Alat ini dapat menampilkan dua file biner berdampingan sehingga tempat yang sama akan berada pada posisi yang sama di kedua sisi dan byte yang hilang dari satu sisi empuk. Ini menggunakan algoritma bio-informatika dari perpustakaan 'WFA2' atau rust-bio (biasanya digunakan untuk penyelarasan urutan DNA) untuk itu. Kotak dialog untuk konfigurasi dilakukan dengan menggunakan cursive .
[ , ] , 0 Jalankan biodiff file_a file_b di terminal dan Anda harus dijatuhkan ke tampilan hex yang menunjukkan dua file berdampingan. Awalnya, file tidak akan disejajarkan dan ditampilkan tanpa celah di setiap sisi. Dengan memindahkan kursor dan melihat ke tempat di mana sisi kiri dan kanan serupa dan menekan F3 (atau 3 ), mereka dapat disejajarkan. Ini dilakukan blok demi blok dalam konfigurasi standar, yang berarti bahwa byte di dekat kursor disejajarkan terlebih dahulu dan blok selaras lebih lanjut ditampilkan kemudian di kedua sisi.
Dimungkinkan juga untuk melakukan penyelarasan global (dari seluruh file sekaligus) dengan mengubah pengaturan menggunakan F4 (pastikan untuk berkonsultasi dengan bantuan pada parameter). Secara umum, karena dibutuhkan waktu dan ruang kuadratik, penyelarasan global tidak akan bekerja dengan baik untuk file yang lebih besar dari 64kb. Ada juga algoritma "banded" yang lebih cepat, tetapi sedikit kurang akurat.

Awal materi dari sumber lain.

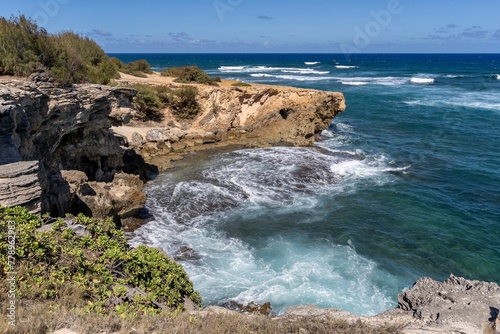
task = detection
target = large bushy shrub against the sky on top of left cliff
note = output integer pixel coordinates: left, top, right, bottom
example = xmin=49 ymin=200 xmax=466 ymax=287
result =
xmin=0 ymin=15 xmax=118 ymax=84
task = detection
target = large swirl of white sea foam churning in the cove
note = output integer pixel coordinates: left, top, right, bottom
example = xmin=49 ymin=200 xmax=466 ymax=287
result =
xmin=131 ymin=145 xmax=408 ymax=315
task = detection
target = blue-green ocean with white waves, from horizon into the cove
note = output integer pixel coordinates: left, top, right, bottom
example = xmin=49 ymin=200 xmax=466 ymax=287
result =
xmin=113 ymin=54 xmax=500 ymax=315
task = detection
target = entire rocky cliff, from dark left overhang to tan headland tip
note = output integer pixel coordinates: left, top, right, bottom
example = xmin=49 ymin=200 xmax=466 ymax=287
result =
xmin=0 ymin=78 xmax=345 ymax=223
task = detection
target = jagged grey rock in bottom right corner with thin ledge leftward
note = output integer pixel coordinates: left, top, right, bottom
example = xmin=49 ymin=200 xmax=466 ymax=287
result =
xmin=286 ymin=275 xmax=500 ymax=334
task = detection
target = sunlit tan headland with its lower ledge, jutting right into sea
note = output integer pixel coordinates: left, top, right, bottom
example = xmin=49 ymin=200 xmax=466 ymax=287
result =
xmin=113 ymin=83 xmax=345 ymax=168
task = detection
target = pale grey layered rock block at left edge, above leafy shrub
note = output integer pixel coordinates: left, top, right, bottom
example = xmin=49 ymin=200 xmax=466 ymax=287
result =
xmin=0 ymin=161 xmax=42 ymax=213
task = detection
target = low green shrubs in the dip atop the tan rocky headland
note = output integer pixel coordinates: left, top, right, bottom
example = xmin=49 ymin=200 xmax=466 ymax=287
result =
xmin=130 ymin=84 xmax=200 ymax=120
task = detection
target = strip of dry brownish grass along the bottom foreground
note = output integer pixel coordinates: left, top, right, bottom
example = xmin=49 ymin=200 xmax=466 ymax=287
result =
xmin=0 ymin=295 xmax=403 ymax=334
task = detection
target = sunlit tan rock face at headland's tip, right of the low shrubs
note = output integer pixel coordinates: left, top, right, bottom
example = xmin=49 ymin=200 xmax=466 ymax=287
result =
xmin=192 ymin=85 xmax=345 ymax=145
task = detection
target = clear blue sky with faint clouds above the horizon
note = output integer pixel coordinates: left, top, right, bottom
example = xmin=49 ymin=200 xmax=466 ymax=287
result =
xmin=0 ymin=0 xmax=500 ymax=53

Anda juga dapat memilih wilayah pada satu file dan dengan menekan F3 algoritma Aligning akan melakukan penyelarasan semiglobal menggunakan byte yang dipilih sebagai pola untuk menemukan byte yang sesuai pada file lain.
Dimungkinkan juga untuk mencetak diff langsung ke terminal dengan menggunakan biodiff --print file_a file_b . Dalam hal ini (jika file cukup kecil untuk tidak memakan waktu terlalu lama), Anda dapat menambahkan bendera -gglobal untuk melakukan penyelarasan global (sebagai lawan dari blockwise, yang lebih cocok untuk penggunaan interaktif).

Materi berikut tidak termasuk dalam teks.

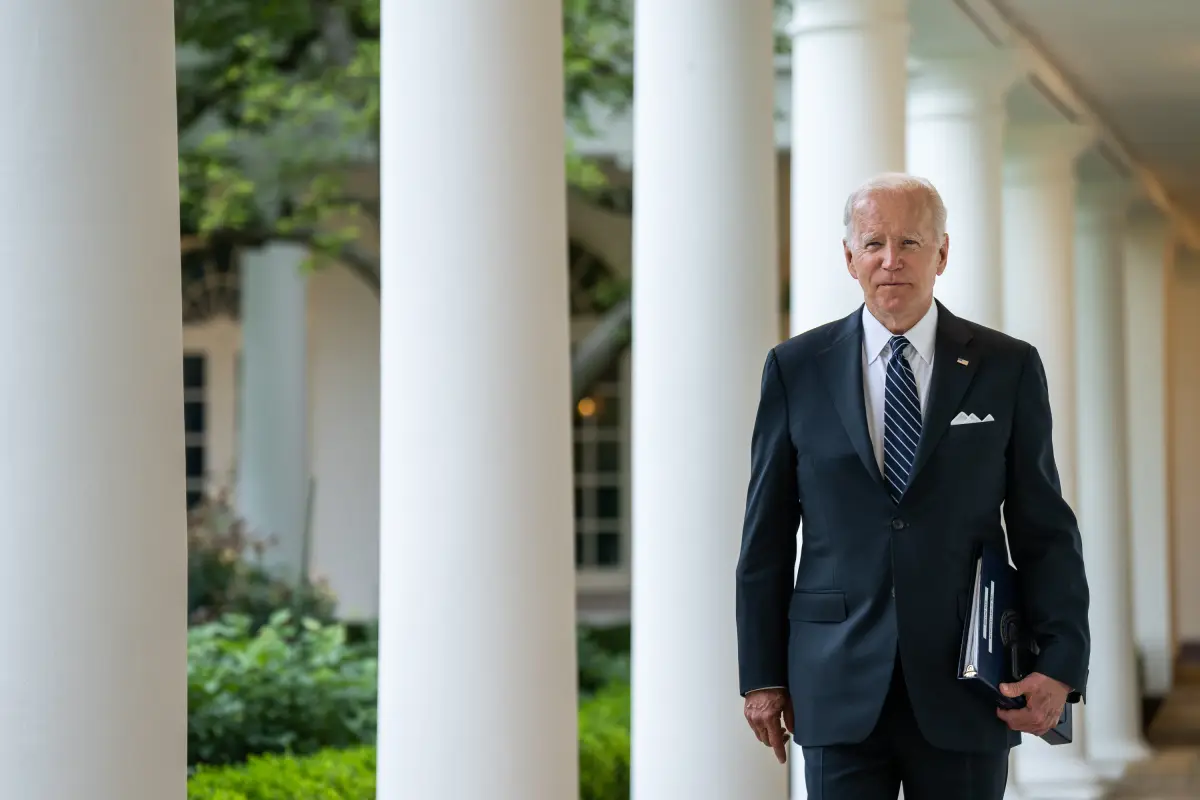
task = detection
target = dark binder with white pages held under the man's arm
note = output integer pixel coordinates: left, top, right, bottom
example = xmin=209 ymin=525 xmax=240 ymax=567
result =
xmin=958 ymin=545 xmax=1073 ymax=745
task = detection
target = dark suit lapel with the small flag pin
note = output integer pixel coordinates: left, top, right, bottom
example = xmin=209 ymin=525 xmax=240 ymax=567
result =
xmin=908 ymin=303 xmax=979 ymax=488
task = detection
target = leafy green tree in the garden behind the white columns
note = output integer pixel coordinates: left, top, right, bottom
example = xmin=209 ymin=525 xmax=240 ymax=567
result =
xmin=175 ymin=0 xmax=790 ymax=397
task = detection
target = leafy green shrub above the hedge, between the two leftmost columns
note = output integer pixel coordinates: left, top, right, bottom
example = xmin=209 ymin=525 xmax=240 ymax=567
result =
xmin=187 ymin=610 xmax=377 ymax=764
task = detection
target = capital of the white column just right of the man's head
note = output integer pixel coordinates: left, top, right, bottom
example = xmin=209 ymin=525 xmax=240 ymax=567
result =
xmin=908 ymin=50 xmax=1024 ymax=119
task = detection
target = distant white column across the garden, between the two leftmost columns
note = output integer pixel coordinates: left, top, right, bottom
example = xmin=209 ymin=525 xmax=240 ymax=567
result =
xmin=238 ymin=242 xmax=311 ymax=581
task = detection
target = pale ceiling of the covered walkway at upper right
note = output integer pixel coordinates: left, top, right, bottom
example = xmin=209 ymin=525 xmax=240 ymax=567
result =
xmin=910 ymin=0 xmax=1200 ymax=230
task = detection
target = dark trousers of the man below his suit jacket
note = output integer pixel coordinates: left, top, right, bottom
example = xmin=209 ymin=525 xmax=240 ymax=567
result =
xmin=804 ymin=658 xmax=1008 ymax=800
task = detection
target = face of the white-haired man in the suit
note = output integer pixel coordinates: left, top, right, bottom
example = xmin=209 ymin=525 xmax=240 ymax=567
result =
xmin=844 ymin=192 xmax=950 ymax=325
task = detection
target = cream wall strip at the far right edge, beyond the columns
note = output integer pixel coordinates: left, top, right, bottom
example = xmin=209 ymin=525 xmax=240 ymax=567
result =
xmin=1166 ymin=251 xmax=1200 ymax=643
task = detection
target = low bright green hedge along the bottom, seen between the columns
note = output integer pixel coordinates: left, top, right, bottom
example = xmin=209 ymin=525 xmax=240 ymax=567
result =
xmin=187 ymin=685 xmax=629 ymax=800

Jika Anda beruntung, akan ada paket yang tersedia di manajer paket utama Anda, lihat halaman repologi. Harus ada file biner yang dapat diunduh untuk beberapa lingkungan di bawah halaman rilis. Atau, Anda juga dapat menginstal ini menggunakan cargo dengan melakukan cargo install biodiff . Anda akan perlu CMake diinstal untuk fitur wfa2 untuk dikompilasi. Perhatikan bahwa jika Anda menggunakan Windows, Anda perlu menggunakan target x86_64-unknown-linux-gnu jika Anda ingin memiliki dukungan wfa2 .
Anda juga dapat mengeksekusi langsung menggunakan kode dari repositori ini dengan mengeksekusi cargo run --release -- file_a file_b . Perhatikan bahwa file konfigurasi hanya dijamin untuk tetap kompatibel di antara rilis yang ditandai.

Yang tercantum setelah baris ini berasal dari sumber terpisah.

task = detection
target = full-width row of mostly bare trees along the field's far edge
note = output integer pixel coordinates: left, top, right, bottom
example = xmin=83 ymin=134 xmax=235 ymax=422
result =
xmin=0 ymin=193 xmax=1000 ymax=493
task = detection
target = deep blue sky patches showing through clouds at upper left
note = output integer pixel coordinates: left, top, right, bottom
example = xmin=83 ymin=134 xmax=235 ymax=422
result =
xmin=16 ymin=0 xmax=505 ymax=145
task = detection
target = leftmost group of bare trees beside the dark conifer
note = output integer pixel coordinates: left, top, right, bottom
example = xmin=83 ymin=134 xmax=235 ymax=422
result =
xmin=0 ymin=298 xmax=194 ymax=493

Secara default, pengaturan disimpan dalam direktori pengguna khusus platform. Untuk menggunakan direktori Pengaturan Kustom, atur variabel lingkungan BIODIFF_CONFIG_DIR ke jalur direktori yang diinginkan sebelum menjalankan biodiff . Jika direktori tidak ada, itu akan dibuat secara otomatis.
Proyek ini dilisensikan di bawah lisensi MIT.